Bottles

CO2 Recapture: Promoting a Better World & Better Beer

April 22nd, 2022

Environmental sustainability initiatives promise a better world and in the case of CO2 recapture, that also means better tasting beer. 

For the past two years, Trillium has implemented carbon recapture technology to not just reduce greenhouse gas emissions, but to enhance the quality and taste of Trillium beverages. 

Carbon dioxide (CO2) is both a byproduct of the fermentation process and necessary for carbonation – it’s what gives beer its fizz. So the brewing process is a natural fit for a circular CO2 economy, where brewers can capture their own CO2 and utilize it in the carbonation process, greatly reducing or in some cases eliminating the need to buy CO2 from other industries and ensuring fermentation CO2 is the only CO2 in the beverage. As a result, the beer is cleaner all around: for the environment and for the beer drinker. 
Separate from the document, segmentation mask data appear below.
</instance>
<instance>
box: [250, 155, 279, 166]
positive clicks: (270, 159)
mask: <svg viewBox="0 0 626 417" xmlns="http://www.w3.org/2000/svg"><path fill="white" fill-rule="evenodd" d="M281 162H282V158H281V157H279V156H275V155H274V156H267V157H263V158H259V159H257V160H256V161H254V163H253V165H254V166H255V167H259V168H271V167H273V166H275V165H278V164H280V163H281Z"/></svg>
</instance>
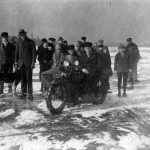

“In addition to the sustainability improvements to our business, we conducted several blind sensory panels to demonstrate the gain in quality of carbonation across a range of styles. Commercially available ‘beverage grade’ CO2 almost always contains other volatile organic compounds that can have negative effects on a finished product. Our sensory panels consistently chose the captured gas as the preferred sample for both flavor and aroma,” says Burke Dignam, Director of Quality and Innovation at Trillium.

Since 2019, Trillium has been working with Earthly Labs and their machine CiCi® - shorthand for “carbon capture”-- to reduce emissions, while lowering costs to create new market opportunities for smaller breweries to operate in the circular CO2 economy. Ensuring a robust process in a production scale environment was important to guarantee performance that can be repeated at craft brewers across the globe, not to mention, could be part of Trillium’s other initiatives as well. 

Earthly Labs

“We’ve continued to improve on the system with Earthly Labs, to meet the reality of how a brewery like ours operates. We’re excited to commission a system where we’re able to repackage CO2 into small cylinders for our own taprooms. Maybe at some point we’ll use it in our future greenhouses or even in our culinary program,” says JC Tetreault, Founder at Trillium.

Trillium projects it will reclaim around 200,000 pounds of CO2 per year. Trapping mid-fermentation C02 and topping up with the reclaimed CO2 ensures that 100% of the carbonation in every Trillium beer can be fermentation based. The company has begun filling bottles with reclaimed CO2 and using it in our draft systems at each location, closing the circle by ensuring only fermentation based CO2 in beverages.

For Trillium, it fits right into the desire to manage both sustainability efforts and costs, while delivering on the best quality and taste possible.